Installation Path A - Automated Installation by Cloudera Manager (Non-Production Mode)
Before proceeding with this path for a new installation, review Cloudera Manager Deployment. If you are upgrading an existing Cloudera Manager installation, see Cloudera Upgrade.
In Installation Path A, Cloudera Manager automates the installation of the Oracle JDK, Cloudera Manager Server, embedded PostgreSQL database, Cloudera Manager Agent, CDH, and managed service software on cluster hosts. Cloudera Manager also configures databases for the Cloudera Manager Server and Hive Metastore and optionally for Cloudera Management Service roles. This path is recommended for demonstration and proof-of-concept deployments, but is not recommended for production deployments because its not intended to scale and may require database migration as your cluster grows. To use this method, server and cluster hosts must satisfy the following requirements:
- Provide the ability to log in to the Cloudera Manager Server host using a root account or an account that has password-less sudo permission.
- Allow the Cloudera Manager Server host to have uniform SSH access on the same port to all hosts. See Networking and Security Requirements for further information.
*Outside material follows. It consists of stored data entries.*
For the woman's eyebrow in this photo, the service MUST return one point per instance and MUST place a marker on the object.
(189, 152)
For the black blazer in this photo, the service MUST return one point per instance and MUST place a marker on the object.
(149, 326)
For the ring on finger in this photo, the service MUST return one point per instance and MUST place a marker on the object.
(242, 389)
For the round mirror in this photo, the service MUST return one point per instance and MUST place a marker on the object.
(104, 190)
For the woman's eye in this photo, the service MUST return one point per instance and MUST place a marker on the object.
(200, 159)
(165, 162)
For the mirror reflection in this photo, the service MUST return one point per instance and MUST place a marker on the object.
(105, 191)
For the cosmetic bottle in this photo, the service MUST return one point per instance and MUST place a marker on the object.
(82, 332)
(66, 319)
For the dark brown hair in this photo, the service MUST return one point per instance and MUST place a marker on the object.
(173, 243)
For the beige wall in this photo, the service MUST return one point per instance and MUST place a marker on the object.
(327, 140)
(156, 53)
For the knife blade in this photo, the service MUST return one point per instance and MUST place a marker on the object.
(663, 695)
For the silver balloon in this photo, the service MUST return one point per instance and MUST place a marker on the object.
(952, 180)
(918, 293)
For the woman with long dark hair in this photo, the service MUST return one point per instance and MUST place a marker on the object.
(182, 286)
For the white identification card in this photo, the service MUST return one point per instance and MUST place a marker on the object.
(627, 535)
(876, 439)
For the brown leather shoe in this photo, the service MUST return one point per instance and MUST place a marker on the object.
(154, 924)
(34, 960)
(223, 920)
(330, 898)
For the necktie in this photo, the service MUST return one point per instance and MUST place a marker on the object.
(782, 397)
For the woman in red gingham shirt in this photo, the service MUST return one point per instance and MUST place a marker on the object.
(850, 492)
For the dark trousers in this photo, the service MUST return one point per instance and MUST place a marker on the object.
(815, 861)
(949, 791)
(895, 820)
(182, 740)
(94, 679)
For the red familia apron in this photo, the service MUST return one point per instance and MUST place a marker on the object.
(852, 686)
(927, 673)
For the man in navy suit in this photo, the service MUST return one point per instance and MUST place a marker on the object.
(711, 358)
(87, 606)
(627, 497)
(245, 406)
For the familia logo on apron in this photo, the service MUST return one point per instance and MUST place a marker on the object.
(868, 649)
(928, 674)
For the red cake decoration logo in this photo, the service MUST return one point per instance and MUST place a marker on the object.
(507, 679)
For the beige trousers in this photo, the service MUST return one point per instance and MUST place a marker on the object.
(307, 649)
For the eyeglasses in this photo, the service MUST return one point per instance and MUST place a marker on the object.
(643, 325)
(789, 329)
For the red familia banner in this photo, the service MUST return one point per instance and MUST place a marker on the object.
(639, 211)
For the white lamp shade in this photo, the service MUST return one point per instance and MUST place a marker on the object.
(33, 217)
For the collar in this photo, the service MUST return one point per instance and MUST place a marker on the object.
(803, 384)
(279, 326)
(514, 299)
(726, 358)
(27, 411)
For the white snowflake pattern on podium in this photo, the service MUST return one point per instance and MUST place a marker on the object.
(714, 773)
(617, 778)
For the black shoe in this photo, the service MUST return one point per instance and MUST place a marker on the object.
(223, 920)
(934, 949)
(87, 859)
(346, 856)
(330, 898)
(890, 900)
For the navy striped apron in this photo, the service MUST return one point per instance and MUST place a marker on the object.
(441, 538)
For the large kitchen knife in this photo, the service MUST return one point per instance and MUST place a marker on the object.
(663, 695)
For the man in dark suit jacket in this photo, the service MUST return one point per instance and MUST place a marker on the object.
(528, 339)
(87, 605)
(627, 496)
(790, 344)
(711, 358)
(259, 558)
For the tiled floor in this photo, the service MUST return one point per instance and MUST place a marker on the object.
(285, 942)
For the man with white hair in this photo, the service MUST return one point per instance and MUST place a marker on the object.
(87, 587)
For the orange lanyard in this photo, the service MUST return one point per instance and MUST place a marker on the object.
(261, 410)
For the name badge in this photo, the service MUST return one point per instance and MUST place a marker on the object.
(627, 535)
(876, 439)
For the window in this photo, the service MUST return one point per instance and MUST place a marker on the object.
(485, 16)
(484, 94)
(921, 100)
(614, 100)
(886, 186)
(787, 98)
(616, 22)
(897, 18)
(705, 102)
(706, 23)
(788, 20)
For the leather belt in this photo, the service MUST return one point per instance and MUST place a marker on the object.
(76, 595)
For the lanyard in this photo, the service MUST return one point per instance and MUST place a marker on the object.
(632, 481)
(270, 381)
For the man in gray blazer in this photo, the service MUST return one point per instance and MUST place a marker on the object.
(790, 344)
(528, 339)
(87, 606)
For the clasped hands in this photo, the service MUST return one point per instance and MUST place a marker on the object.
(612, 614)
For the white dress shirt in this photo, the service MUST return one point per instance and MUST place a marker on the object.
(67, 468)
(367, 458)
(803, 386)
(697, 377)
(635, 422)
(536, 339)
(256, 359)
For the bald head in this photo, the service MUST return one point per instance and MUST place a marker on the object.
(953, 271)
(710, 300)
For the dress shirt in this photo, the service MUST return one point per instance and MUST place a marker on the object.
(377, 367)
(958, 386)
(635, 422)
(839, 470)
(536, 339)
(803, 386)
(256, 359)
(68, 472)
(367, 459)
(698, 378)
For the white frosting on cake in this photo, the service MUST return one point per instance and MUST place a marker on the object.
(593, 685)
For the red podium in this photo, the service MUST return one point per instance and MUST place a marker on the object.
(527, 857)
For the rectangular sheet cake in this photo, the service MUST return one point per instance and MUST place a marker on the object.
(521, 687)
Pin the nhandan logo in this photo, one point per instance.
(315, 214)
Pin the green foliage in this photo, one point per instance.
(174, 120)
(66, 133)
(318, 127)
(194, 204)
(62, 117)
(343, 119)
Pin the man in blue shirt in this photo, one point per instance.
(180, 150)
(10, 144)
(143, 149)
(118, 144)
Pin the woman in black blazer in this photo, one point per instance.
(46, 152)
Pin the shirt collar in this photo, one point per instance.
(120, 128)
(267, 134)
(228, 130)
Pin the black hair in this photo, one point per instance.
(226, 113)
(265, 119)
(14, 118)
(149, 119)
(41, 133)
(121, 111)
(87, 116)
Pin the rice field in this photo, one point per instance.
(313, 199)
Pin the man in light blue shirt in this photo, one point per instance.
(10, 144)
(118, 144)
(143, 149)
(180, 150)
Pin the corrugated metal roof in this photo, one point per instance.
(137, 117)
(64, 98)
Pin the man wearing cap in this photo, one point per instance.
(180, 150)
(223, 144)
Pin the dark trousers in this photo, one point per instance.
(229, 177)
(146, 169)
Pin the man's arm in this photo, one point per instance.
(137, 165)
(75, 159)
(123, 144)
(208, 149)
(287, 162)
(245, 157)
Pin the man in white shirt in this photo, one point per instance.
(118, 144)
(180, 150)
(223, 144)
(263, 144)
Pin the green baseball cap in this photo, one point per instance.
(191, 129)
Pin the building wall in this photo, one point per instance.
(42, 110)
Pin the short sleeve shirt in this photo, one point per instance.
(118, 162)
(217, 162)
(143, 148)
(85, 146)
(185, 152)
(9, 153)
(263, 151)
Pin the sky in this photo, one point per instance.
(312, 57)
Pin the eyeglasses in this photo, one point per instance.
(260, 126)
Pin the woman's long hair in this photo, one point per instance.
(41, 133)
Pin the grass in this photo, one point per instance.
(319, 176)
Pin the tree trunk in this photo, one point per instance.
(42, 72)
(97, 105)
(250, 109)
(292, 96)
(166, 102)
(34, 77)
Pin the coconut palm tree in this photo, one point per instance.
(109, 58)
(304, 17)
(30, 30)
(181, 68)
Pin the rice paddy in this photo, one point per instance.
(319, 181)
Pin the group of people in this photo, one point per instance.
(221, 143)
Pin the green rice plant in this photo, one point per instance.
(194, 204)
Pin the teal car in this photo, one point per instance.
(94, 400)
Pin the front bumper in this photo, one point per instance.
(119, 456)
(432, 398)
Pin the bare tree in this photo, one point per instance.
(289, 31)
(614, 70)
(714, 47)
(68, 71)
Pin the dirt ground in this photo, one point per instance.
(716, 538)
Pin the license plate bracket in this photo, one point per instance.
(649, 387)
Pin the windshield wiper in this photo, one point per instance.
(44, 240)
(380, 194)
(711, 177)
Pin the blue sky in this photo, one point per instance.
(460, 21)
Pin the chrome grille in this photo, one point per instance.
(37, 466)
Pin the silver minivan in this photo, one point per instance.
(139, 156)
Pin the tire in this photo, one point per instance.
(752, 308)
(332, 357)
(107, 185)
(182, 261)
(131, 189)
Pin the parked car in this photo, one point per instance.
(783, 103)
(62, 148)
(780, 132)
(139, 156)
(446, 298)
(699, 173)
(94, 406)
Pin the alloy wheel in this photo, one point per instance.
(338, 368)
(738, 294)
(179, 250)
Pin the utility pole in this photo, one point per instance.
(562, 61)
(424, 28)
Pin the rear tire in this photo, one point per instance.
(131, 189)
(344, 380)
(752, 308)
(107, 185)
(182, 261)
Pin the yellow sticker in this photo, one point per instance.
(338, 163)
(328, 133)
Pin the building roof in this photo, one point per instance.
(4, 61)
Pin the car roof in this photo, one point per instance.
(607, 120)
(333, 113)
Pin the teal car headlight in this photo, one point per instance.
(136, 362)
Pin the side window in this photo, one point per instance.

- All hosts must have access to standard package repositories and either archive.cloudera.com or a local repository with the required installation files.
The general steps in the procedure for Installation Path A follow.
- Before You Begin
- Download and Run the Cloudera Manager Server Installer
- Start and Log into the Cloudera Manager Admin Console
- Use the Cloudera Manager Wizard for Software Installation and Configuration
- Configure Database Settings
- Review Configuration Changes and Start Services
- Change the Default Administrator Password
- Configure Oozie Data Purge Settings
- Test the Installation
Before You Begin
Install and Configure Databases
By default, Installation Path A installs an embedded PostgreSQL database. You can also choose to configure an external database. Read Cloudera Manager and Managed Service Datastores. If you are using an external database for services or Cloudera Management Service roles, install and configure it following the instructions in External Databases for Oozie Server, Sqoop Server, Activity Monitor, Reports Manager, Hive Metastore Server, Sentry Server, Cloudera Navigator Audit Server, and Cloudera Navigator Metadata Server.
Perform Configuration Required by Single User Mode
If you are creating a Cloudera Manager deployment that employs single user mode, perform the configuration steps described in Single User Mode Requirements.On CentOS 5 and RHEL 5, Install Python 2.6/2.7 and psycopg2 for Hue
Hue in CDH 5 only works with the operating system's native version of Python when that version is 2.6 and higher.
CentOS/RHEL 5 ships with Python 2.4 so you must install Python 2.6 (or Python 2.7) and the Python-PostgreSQL Database Adapter, psycopg2 (not psycopg).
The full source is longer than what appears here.